Saudi-Iranian relations have deteriorated since 1,000 Gulf troops entered Bahrain to help crush Shiite-led unrest in February and March.
GCC countries have repeatedly accused Tehran of attempting to destabilise their internal security, and attempting to instigate sectarian strife. Iran, on the other hand, rejected these accusations and criticised how the GCC dealt with their Shiite citizens. The already tense Saudi-Iranian relations took a turn for the worse when US justice officials announced in October that they had foiled an Iranian plot to assassinate the Saudi ambassador to Washington Adel Al Jubair.

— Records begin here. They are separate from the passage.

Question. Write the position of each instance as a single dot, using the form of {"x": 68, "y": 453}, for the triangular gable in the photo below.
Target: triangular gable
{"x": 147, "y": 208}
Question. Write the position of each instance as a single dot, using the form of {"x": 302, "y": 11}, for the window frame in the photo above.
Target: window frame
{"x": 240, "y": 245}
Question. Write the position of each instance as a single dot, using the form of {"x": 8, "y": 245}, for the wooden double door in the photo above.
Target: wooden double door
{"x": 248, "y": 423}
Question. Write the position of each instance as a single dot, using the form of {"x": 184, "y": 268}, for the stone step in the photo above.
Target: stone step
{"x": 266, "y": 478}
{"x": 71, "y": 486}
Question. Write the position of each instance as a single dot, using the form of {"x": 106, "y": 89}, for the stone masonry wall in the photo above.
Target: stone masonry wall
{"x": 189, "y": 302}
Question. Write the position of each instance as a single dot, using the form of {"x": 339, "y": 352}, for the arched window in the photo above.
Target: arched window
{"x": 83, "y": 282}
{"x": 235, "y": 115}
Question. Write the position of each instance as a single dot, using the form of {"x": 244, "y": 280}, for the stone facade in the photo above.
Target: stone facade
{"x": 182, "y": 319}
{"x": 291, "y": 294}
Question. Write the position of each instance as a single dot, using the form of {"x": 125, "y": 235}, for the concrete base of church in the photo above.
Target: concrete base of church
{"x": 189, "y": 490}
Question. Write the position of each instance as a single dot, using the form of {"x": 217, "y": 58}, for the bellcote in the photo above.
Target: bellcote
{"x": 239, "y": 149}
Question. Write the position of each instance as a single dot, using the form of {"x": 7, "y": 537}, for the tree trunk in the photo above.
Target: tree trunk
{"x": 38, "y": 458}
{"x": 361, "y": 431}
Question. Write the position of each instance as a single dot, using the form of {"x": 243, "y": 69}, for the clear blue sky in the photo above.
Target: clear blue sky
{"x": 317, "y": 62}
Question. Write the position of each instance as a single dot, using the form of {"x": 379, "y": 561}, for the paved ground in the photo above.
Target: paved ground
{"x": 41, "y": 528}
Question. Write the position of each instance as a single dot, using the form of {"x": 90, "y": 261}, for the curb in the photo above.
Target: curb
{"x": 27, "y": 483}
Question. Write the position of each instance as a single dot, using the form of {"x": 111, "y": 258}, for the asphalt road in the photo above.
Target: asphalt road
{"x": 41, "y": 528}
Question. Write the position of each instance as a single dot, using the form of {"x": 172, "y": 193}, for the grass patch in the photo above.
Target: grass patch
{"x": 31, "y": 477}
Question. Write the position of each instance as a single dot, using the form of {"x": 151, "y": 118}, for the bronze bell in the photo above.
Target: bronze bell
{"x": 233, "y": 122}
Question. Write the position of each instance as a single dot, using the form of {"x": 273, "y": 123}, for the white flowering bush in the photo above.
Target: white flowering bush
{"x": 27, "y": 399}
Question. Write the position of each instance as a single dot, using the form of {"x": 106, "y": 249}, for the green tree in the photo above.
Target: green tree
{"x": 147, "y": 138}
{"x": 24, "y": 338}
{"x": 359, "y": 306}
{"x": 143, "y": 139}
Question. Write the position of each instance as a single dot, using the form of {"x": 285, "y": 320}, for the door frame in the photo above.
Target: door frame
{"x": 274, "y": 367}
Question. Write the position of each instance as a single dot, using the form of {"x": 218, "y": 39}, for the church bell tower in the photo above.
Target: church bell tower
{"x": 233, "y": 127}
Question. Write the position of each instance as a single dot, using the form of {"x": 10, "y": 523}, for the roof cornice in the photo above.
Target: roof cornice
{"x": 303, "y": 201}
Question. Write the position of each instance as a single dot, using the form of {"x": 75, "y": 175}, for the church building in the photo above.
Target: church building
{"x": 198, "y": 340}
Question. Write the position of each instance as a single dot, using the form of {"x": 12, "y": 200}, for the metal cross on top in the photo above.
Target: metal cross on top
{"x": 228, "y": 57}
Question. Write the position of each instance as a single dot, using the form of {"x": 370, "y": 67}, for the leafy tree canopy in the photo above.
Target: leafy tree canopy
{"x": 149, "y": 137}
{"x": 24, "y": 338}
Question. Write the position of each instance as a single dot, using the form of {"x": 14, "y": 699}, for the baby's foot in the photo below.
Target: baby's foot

Though the Iranian intelligence chief was in Riyadh last week to clear up "misunderstandings" regarding the alleged assassination plot, tensions between the two nations remain high, and Khashoughi noted the issue with Iran was much more than just interference. "There is an international counter-attack, which Saudi is participating in, against Iran.
"There is a sense that Iran doesn't understand anything but the language of force," he added in reference to the recent boost of international sanctions against Iran because of several issues, including Tehran's controversial nuclear programme and the Iranian plan, which the US announced earlier, of an attempt to kill the Saudi Ambassador.

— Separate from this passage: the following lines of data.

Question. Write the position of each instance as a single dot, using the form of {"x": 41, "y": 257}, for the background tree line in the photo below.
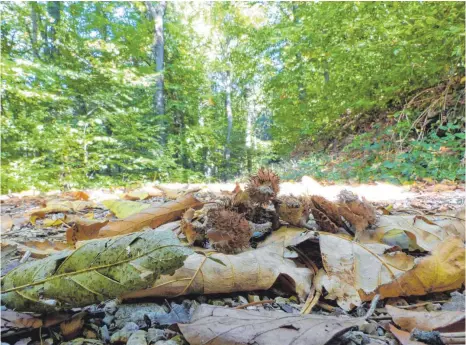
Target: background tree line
{"x": 98, "y": 93}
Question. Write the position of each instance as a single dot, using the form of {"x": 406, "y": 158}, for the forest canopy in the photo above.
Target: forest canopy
{"x": 100, "y": 93}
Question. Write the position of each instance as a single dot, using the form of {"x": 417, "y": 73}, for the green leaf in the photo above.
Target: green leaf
{"x": 99, "y": 270}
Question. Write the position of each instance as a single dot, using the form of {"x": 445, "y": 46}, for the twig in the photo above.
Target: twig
{"x": 255, "y": 303}
{"x": 67, "y": 274}
{"x": 371, "y": 310}
{"x": 326, "y": 306}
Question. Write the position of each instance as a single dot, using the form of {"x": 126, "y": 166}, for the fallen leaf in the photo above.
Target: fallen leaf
{"x": 153, "y": 217}
{"x": 425, "y": 232}
{"x": 13, "y": 319}
{"x": 72, "y": 328}
{"x": 443, "y": 321}
{"x": 77, "y": 195}
{"x": 83, "y": 228}
{"x": 248, "y": 271}
{"x": 136, "y": 195}
{"x": 222, "y": 326}
{"x": 7, "y": 223}
{"x": 403, "y": 337}
{"x": 124, "y": 208}
{"x": 61, "y": 206}
{"x": 97, "y": 271}
{"x": 38, "y": 249}
{"x": 443, "y": 270}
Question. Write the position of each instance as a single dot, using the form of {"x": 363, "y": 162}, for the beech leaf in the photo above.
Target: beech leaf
{"x": 153, "y": 217}
{"x": 222, "y": 326}
{"x": 99, "y": 270}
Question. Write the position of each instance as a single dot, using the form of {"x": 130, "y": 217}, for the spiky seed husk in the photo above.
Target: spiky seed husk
{"x": 264, "y": 186}
{"x": 193, "y": 231}
{"x": 227, "y": 231}
{"x": 328, "y": 208}
{"x": 324, "y": 222}
{"x": 291, "y": 210}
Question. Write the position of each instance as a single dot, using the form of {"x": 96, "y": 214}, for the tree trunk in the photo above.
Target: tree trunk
{"x": 34, "y": 29}
{"x": 53, "y": 10}
{"x": 229, "y": 113}
{"x": 157, "y": 11}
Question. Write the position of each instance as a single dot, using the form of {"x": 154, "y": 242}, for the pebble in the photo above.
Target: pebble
{"x": 282, "y": 300}
{"x": 108, "y": 319}
{"x": 242, "y": 300}
{"x": 111, "y": 307}
{"x": 104, "y": 334}
{"x": 217, "y": 302}
{"x": 137, "y": 338}
{"x": 229, "y": 302}
{"x": 154, "y": 335}
{"x": 253, "y": 298}
{"x": 369, "y": 328}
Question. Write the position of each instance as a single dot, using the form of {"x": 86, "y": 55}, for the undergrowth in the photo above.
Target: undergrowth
{"x": 423, "y": 139}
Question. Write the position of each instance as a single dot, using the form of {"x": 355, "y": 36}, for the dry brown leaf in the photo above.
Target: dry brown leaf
{"x": 13, "y": 319}
{"x": 83, "y": 228}
{"x": 77, "y": 195}
{"x": 72, "y": 328}
{"x": 7, "y": 223}
{"x": 61, "y": 206}
{"x": 251, "y": 270}
{"x": 425, "y": 232}
{"x": 358, "y": 222}
{"x": 403, "y": 337}
{"x": 38, "y": 249}
{"x": 441, "y": 271}
{"x": 443, "y": 321}
{"x": 152, "y": 217}
{"x": 222, "y": 326}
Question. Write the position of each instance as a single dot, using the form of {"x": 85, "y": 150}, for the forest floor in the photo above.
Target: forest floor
{"x": 28, "y": 236}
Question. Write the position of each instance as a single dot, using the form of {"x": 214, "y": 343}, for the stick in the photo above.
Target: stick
{"x": 255, "y": 303}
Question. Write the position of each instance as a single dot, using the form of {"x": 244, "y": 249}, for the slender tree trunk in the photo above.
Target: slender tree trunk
{"x": 53, "y": 9}
{"x": 157, "y": 11}
{"x": 229, "y": 113}
{"x": 34, "y": 29}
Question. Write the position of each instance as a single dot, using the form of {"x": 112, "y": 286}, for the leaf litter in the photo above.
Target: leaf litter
{"x": 78, "y": 251}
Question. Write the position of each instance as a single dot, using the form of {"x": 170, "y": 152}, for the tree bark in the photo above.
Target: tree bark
{"x": 53, "y": 10}
{"x": 34, "y": 29}
{"x": 229, "y": 113}
{"x": 157, "y": 11}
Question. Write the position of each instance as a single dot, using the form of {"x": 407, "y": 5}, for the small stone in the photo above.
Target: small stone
{"x": 166, "y": 342}
{"x": 282, "y": 300}
{"x": 242, "y": 300}
{"x": 131, "y": 326}
{"x": 202, "y": 299}
{"x": 108, "y": 320}
{"x": 217, "y": 302}
{"x": 104, "y": 334}
{"x": 89, "y": 334}
{"x": 154, "y": 335}
{"x": 228, "y": 301}
{"x": 111, "y": 307}
{"x": 137, "y": 338}
{"x": 170, "y": 334}
{"x": 253, "y": 298}
{"x": 369, "y": 328}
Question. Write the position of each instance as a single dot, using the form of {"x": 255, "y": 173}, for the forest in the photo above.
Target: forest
{"x": 112, "y": 93}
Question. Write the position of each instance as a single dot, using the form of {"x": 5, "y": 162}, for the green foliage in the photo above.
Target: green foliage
{"x": 78, "y": 85}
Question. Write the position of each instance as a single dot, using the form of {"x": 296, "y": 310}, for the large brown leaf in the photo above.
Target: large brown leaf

"The most two important elements of this campaign, or counter-attack, is to surround the central bank of Iran and its oil capacity."
Also the GCC called on Iran to "fully cooperate" with the International Atomic Energy Agency and work to resolve regional conflicts "peacefully," adding that GCC nations were still committed to a Middle East "free of weapons of mass destruction."
The West fears Iran's nuclear programme masks a push to develop an atomic weapons capability, a charge Tehran denies.